OR03-2
A Retrospective Analysis Assessing Paravalvular Leak Using a Strategy of TEE and Non-Contrast CT in CKD Patients versus CT Angiography For Annular Sizing Pre-TAVR
Presenter
Michael O'Shaughnessy, M.D., Department of Medicine, UCLA Health, Los Angeles, CA
Michael O'Shaughnessy, M.D.1, Derek Pham, B.S.2, Roxana Tabrizi, M.D., M.S.1 and Amir B. Rabbani, M.D.3, (1)Department of Medicine, UCLA Health, Los Angeles, CA, (2)Division of General Internal Medicine and Health Services Research, UCLA Health, Los Angeles, CA, (3)Division of Cardiology, Department of Medicine, DGSOM at UCLA, Los Angeles, CA
Keywords: Imaging & Physiology, Structural Heart Disease (SHD) and TAVI/TAVR/Aortic Valve
Background
Transcatheter aortic valve replacement (TAVR) has become a safe and effective alternative to surgical valve replacement for patients with severe aortic stenosis. To minimize complications such as paravalvular leak (PVL) post-TAVR, accurate pre-procedural assessment of the aortic annulus and access vessels is essential. However, the use of contrast-enhanced computed tomography (CT) in patients with chronic kidney disease (CKD) is controversial. This study aimed to compare incidence of PVL after TAVR using CT angiography (CTA) for annular sizing in patients with normal kidney function and transesophageal echocardiogram (TEE) and CT without contrast in patients with CKD.
Methods
In this retrospective cohort study, we evaluated 557 patients who underwent TAVR with the Edwards Sapien 3 valve between 2016-2021 at a tertiary-care hospital in Los Angeles. Patients with end-stage renal disease on hemodialysis were excluded from our analysis (n=29). A glomerular filtration rate (GFR) cutoff of 40 was used to determine imaging method. Post-procedural echocardiograms at hospital discharge, 30 days, and 1 year were used to quantify PVL severity.
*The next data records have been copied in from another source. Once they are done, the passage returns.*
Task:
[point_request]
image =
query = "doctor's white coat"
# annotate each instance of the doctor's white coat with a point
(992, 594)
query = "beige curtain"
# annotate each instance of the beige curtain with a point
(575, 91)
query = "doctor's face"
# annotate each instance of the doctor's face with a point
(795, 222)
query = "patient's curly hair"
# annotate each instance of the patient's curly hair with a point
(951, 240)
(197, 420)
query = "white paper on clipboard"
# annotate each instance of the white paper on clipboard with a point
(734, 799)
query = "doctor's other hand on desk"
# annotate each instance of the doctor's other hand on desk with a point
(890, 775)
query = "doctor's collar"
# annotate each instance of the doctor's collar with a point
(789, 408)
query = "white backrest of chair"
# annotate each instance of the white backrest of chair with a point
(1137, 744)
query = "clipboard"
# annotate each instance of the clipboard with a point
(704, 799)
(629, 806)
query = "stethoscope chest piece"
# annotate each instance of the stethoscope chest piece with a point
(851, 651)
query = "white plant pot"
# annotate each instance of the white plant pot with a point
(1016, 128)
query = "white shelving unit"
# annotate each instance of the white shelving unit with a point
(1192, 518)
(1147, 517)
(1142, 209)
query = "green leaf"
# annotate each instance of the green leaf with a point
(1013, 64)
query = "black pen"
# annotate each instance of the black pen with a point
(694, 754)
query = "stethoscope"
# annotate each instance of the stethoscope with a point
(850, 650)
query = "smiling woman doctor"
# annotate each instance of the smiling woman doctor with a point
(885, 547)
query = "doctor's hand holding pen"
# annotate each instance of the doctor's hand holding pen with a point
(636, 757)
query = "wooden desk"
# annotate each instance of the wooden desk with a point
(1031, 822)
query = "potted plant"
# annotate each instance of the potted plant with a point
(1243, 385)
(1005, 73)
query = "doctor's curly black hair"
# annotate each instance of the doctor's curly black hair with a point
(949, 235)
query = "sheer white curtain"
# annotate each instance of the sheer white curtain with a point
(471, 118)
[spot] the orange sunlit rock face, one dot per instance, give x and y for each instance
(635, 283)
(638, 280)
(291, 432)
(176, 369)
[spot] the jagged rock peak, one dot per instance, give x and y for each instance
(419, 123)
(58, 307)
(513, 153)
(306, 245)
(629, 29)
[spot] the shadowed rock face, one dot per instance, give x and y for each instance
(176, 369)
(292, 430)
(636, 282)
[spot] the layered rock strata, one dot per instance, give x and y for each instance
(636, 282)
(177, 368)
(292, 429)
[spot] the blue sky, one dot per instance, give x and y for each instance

Patients lost to follow-up or deceased were included in the analysis until the time they were lost to follow-up or time of death. The primary outcome was incidence of PVL, analyzed using Fisher's exact test at a 95% confidence level.
Results
At 1 year, 23% of the TEE group (n=83) and 20% of the CTA group (n=445) had greater than trace PVL (p=0.61). There was no significant difference in PVL at discharge, 30 days, or 1 year between the TEE and CTA groups (17% vs. 12%, p=0.21; 21% vs. 20%, p=0.75; 23% vs. 20%, p=0.61). In both groups, the majority of PVL greater than trace was mild; the incidence of PVL greater than mild was low (4% in CTA group, 6.5% in TEE group at 1 year, p=0.33).
Conclusions
Utilizing TEE and CT without contrast for pre-procedural annular sizing in patients with GFR less than 40 does not appear to increase risk of clinically significant PVL at up to 1 year post-TAVR compared to CTA. These findings may help guide imaging choices in TAVR patients with CKD.